GreatNewEnglandSeaSerpentSeeing, it is said, is believing. I have a feeling that this truism may have become effaced somewhat in this age of deft photo manipulation and apps that are marketed to insert ghosts and UFOs into any picture. Nevertheless, anyone who has seen anything genuinely puzzling knows that it creates a lasting impression. A world without mystery, although a capitalist’s dream, is a nightmare for everyone else. So it was, now that October is here, I settled down with J. P. O’Neill’s The Great New England Sea Serpent. I found O’Neill’s book in a used bookstore a few weekends ago (appropriately water-damaged), and since I have a fascination with the ocean and monsters, this seemed like it would appeal to both of my avocations. It did indeed. O’Neill isn’t a sensationalist writer, but rather she is a normal person with normal jobs who has an interest in strange animals. Beginning in 1751 and up to three-quarters through the twentieth century, people had been spotting a classical sea serpent along the New England coast, and occasionally on ocean voyages across the Atlantic. Of course, we’re told, sea serpents don’t exist.

The Great New England Sea Serpent is a compendium of sightings from many reliable witnesses over the centuries. Of course, to many it is impossible. To me this appears to be the same kind of arrogance we apply to the universe—if we haven’t catalogued it by now, it doesn’t exist—to suggest there are no monsters of the deep. As any oceanographer will tell you, we know more about the surface of the moon than we do about our own oceans. If you turn your globe (or app) just right, there are views of our planet where virtually no land is visible. We are a watery planet. Even with current technology, the deep ocean is difficult, and very expensive, to explore.

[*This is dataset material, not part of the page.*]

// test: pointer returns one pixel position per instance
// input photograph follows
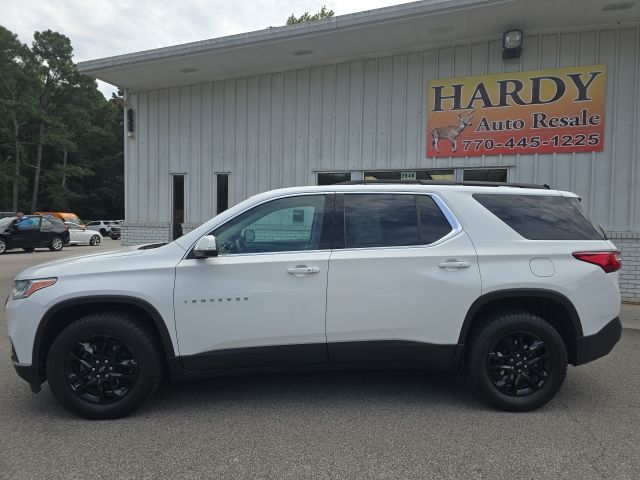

Who knows what might be lurking there right off the bow? O’Neill’s account is full of old salts and snarky journalists, but at the core of it all is a humility in the face of the largeness of the sea. What do we really know?

Of course, there is a fear of literalism. The Bible (and other ancient texts) take sea monsters for granted. Leviathan is a dangerous beast and, no matter what the pundits say, is no crocodile. And yet, for the past several decades the reports of the New England beast have dried up. Where has our beloved sea serpent gone? I have to wonder with both our polluting our oceans and our increasingly efficient (and massive) ships, if we haven’t simply forgotten that ancient maps used to leave space for dragons. Our great ships, guided by GPS, and our oceans running a temperature, are sure signs that greed has surpassed wonder. Have we, in our self-centeredness, slain the last of our dragons? O’Neill, please understand, does not call them dragons. Hers is a sober and straightforward account. But when October comes I just can’t help but hope there are still some monsters out there, deep under the waves.